Críticas:
"more than just one of the best debuts of the year; one of the best books of the year. It should do for Aberdeen what Trainspotting did for Edinburgh" (Louise Welsh Herald)
"'Trainspotting on a sugar rush' has been my pat description when recommending this spirited debut novel... a remarkable story of love and loyalty, of fierce passion and scabrous wit, full of characters whose broad vernacular is direct and expressive. This is about a culture with just as much right to be called British as that of middle-class suburbia" (Jonathan Ruppin Foyles Best Fiction of 2012)
"Despite the grinding poverty, drug addiction, alcoholism and violence, this isn't a relentlessly dark book. It's an honest one: honest about the things that go wrong and about the lives that people who don't often get to be the stars in fiction really do lead... [Hudson] gives us, without a shred of hipster cynicism, the hope and tough warmth for which she has such a sharp eye" (Jenn Ashworth Guardian)
"This is the poverty trap writ large, the authentic working-class experience in all the mess and glory of the giro queue, drug and booze dependency, and gallows humour... Kerry Hudson's early life was like this. What a brilliant thing to turn the chaos and trauma of a hectic childhood into a debut novel as colourful, funny, joyful and compelling as this" (Nicola Barr Observer)
"Kerry Hudson’s fine, eloquent debut novel traces the peripatetic childhood of Janie Ryan...her tale is full of warmth and bittersweet humour" (David Evans Financial Times)
Reseña del editor:
Winner of the Scottish Mortgage Investment Trust First Book Award; shortlisted for the Guardian First Book Award, the South Bank Sky Arts Awards and the Green Carnation Prize
When Janie Ryan is born, she's just the latest in a long line of Ryan women, Aberdeen fishwives to the marrow, always ready to fight. Her violet-eyed Grandma had predicted she'd be sly, while blowing Benson and Hedges smoke rings over her Ma's swollen belly. In the hospital, her family approached her suspiciously, so close she could smell whether they'd had booze or food for breakfast. It was mostly booze.
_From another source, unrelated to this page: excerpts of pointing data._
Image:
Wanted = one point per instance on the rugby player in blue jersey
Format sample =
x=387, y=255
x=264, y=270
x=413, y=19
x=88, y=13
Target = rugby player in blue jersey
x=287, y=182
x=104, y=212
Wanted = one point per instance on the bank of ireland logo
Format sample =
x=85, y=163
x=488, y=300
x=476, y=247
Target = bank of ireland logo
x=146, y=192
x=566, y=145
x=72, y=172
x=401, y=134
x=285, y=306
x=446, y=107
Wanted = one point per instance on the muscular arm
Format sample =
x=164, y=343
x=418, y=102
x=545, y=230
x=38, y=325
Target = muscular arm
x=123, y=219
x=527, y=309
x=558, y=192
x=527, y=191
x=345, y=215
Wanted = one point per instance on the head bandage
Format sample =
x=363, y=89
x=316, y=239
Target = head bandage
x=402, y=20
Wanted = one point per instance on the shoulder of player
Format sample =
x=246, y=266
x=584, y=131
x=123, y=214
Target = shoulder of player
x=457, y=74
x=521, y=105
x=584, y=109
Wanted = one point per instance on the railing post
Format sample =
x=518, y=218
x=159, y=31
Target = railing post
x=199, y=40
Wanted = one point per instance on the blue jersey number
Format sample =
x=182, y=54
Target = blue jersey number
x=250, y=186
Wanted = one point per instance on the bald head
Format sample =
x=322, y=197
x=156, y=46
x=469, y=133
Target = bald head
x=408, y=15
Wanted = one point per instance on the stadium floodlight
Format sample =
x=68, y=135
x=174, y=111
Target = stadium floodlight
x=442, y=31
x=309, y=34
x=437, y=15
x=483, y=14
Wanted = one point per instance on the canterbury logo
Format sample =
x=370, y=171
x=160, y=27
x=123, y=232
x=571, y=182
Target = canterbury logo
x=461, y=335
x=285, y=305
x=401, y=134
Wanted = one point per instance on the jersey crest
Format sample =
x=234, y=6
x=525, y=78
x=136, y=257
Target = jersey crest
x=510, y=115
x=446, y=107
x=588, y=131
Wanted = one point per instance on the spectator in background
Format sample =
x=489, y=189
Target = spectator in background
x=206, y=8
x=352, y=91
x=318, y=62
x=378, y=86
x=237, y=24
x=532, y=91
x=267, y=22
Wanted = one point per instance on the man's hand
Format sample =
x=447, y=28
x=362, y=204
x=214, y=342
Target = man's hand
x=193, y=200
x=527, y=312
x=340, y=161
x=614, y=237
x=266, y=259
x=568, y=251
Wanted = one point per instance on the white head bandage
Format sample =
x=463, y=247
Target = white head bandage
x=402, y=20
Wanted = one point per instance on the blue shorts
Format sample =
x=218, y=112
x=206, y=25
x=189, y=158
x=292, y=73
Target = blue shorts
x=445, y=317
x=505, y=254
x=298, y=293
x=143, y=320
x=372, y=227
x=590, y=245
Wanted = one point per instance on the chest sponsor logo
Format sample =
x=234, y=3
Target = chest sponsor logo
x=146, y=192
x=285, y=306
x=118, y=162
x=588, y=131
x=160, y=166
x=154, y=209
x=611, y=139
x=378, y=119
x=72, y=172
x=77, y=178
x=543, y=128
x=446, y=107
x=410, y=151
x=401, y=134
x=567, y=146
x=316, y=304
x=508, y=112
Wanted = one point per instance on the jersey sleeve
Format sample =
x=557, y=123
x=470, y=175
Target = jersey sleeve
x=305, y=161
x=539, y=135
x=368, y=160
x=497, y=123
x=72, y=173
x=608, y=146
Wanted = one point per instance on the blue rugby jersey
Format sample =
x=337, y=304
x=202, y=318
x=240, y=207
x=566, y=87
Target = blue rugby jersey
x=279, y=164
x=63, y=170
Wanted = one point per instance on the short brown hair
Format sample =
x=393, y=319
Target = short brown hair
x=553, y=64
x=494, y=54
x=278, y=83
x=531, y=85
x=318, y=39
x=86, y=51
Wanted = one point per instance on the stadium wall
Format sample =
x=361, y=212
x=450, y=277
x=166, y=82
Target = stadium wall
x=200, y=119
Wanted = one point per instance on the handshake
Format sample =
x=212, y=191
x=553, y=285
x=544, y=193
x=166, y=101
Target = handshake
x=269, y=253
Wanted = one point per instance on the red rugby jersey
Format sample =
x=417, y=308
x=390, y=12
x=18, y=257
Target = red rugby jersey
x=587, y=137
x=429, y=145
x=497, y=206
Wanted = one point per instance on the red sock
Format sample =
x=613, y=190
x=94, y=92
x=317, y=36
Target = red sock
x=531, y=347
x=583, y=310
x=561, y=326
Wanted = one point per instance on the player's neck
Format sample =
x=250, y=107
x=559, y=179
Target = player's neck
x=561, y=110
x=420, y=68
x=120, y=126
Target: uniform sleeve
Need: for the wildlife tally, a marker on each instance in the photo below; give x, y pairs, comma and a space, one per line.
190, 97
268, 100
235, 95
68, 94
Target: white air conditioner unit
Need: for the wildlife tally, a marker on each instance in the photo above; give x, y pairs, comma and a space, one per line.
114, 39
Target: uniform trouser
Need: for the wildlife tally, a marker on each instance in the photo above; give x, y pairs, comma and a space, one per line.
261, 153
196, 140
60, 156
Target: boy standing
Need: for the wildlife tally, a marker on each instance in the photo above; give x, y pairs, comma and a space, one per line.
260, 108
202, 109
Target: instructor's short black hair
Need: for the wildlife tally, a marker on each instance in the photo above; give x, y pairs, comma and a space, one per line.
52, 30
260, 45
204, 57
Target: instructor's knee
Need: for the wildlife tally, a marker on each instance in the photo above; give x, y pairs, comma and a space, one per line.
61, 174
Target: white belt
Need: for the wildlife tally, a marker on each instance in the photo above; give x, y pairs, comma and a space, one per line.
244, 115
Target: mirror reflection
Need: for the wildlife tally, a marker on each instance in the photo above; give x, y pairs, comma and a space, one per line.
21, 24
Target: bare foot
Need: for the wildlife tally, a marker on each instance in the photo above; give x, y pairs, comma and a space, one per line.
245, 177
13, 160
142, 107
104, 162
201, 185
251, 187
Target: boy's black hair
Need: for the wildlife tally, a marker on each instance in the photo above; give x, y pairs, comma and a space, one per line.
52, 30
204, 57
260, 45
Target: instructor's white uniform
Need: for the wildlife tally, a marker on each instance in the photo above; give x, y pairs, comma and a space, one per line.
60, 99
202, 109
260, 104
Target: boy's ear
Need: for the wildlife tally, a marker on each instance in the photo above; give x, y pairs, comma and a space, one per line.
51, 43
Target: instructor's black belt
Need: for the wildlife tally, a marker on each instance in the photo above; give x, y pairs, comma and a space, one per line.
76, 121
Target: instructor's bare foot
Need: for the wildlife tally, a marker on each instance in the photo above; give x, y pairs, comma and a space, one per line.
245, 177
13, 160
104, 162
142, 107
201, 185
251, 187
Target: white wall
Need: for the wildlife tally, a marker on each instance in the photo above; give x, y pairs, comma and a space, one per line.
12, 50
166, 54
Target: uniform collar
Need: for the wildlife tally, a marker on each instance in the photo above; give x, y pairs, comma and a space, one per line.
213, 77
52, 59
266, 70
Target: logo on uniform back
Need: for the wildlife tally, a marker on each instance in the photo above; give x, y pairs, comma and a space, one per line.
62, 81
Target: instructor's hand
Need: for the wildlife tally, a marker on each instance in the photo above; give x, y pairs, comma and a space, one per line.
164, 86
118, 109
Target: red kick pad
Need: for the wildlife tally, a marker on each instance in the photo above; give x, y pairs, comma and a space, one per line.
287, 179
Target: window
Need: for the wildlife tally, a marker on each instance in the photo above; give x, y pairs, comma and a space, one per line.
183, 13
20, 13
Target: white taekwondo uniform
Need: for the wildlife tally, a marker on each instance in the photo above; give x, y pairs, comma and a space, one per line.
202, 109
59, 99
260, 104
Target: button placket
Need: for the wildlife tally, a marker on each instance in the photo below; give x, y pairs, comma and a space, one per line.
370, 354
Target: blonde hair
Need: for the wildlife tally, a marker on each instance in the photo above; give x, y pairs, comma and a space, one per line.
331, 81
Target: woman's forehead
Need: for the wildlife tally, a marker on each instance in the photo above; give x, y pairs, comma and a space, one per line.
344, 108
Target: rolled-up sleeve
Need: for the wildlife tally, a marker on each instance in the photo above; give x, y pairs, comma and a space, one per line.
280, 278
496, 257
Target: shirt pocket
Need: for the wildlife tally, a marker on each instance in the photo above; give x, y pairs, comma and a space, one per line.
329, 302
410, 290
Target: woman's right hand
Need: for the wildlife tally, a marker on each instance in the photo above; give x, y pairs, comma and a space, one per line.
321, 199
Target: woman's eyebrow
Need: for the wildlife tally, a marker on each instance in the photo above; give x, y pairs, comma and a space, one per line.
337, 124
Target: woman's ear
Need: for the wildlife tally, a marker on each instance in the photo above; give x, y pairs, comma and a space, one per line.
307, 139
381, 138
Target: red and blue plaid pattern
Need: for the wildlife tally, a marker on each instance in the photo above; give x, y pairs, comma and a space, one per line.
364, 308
Tony Hogan tells the story of a Scottish childhood of filthy council flats and B&Bs, screeching women, feckless men, fags and booze and drugs, the dole queue and bread and marge sandwiches. It is also the story of an irresistible, irrepressible heroine, a dysfunctional family you can't help but adore, the absurdities of the eighties and the fierce bonds that tie people together no matter what. Told in an arrestingly original -- and cry-out-loud funny -- voice, it launches itself headlong into the middle of one of life's great fights, between the pull of the past and the freedom of the future. And Janie Ryan, born and bred for combat, is ready to win.